Now, I want to stop and throw in a serious caveat here. Because when we realise that scripture itself warns us against reading scripture at a crudely literal level, when we realise that Jesus himself warns us against reading Jesus at a crudely literal level, there can be a tendency – and I reckon this tendency is especially prevalent within the Episcopal church – to replace a crudely literal reading with a crudely metaphorical reading.

And what I mean by “crudely metaphorical” that, is that is that we can succumb to the temptation to announce that everything that happens in scripture which defies our understanding or falls outside of our experience is “just a metaphor.” This is especially true of embarrassing things, like miracles. So, the resurrection is just a metaphor for what happened in the disciples’ hearts after Jesus’ death, Christmas is just a metaphor for how special Jesus later proved to be, the transfiguration is just a metaphor Jesus’ brilliance as a leader.

No!

This crudely metaphorical reading is nothing more than fundamentalism with a mirror held up to it. It is the very same mistake as crude literalism, but in reverse. If the fundamentalist is threatened by the possibility that scripture might be anything other than literally an inerrantly true, the crude metaphoricalist is threatened by the possibility that anything in the Bible actually happened. In this mirror-image mistake, we are still beating the Bible with a hose trying to find out what it really means, still trying to manage and quantify and domesticate Jesus.

And Jesus won’t have that. He way too wild and free and holy.
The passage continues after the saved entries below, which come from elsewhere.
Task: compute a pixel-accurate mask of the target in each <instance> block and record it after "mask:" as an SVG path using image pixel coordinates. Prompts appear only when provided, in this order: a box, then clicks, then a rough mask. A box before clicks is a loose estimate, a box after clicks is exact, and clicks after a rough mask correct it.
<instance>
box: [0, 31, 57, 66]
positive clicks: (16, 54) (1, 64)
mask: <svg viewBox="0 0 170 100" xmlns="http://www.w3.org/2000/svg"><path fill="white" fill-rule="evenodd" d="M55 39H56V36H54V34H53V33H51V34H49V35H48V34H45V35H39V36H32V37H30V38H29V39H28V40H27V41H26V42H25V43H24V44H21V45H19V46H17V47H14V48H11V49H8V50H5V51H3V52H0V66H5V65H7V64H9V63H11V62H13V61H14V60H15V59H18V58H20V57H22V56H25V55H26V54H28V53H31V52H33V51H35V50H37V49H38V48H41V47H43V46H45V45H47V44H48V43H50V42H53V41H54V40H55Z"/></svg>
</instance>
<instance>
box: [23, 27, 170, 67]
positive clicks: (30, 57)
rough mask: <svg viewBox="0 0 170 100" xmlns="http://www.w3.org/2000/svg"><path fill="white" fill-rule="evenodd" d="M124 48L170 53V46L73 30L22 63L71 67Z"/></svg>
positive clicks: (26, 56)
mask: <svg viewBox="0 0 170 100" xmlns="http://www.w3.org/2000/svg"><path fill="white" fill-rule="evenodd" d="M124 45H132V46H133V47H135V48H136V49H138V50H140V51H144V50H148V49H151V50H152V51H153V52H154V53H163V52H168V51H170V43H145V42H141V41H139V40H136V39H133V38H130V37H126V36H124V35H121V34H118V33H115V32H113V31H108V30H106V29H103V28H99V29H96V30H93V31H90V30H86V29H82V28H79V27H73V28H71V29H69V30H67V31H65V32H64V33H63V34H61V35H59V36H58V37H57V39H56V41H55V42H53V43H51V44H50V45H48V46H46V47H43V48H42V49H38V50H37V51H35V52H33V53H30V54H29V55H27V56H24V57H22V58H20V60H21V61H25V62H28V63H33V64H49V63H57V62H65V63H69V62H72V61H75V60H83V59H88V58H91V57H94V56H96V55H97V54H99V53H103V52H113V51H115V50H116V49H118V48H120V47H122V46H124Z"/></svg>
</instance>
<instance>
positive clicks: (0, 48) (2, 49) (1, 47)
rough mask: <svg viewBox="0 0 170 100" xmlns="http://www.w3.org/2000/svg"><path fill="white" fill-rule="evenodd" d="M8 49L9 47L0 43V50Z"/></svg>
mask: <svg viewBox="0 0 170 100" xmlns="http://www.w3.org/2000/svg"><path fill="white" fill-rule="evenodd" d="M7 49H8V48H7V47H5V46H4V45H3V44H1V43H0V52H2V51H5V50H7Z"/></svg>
You can’t explain Jesus. Well, that’s a dangerous thing to say. Let’s try this: You can attempt to explain Jesus – or the Creeds or the Trinity – and the trying matters, the exploring matters, the searching matters. But even as you understand one layer about God, there will always by further layers that are out of your reach. One of my favourite profs put it this way: He thought his search was like climbing a mountain and, when he reached the peak, he would know everything. But as he neared the peak he looked around and realised that there were all these other mountains – range after range – that he had yet to climb.

While you cannot explain God in an intellectual way, you can know Jesus, know him in your gut, in your heart, in the way that you know that a certain piece of music is beautiful and that a certain joke is funny and that someone is telling you the truth when they speak those staggering words, I love you. You can know that Jesus is showing us what God is like. And you can know that, in imitation of Christ, the creeds show us what God is like and the doctrine of the Trinity shows us what God is like.

In the Trinity you know that each of these three persons are one – each of them is God – and you know that they retain their individual identity. Speaking of love, this is what happens in love, isn’t it? You are something together and yet you remain you, you remain yourself, you remain free. And here is another thing that you know in the Trinity.

You know that you are invited to participate.

Listen to Paul: You are children of God. You didn’t receive a spirit of slavery. You received a spirit of adoption. You are a full member of this family.

The Trinity is not something that you can explain that you can manage or quantify or domesticate. It is not something that will ever make any sense if you tie it to a chair and beat with a hose to find out what it really means. But if you waterski across its surface, if you walk inside its room, if you hold it up to the light, you might just find that you get born into something new.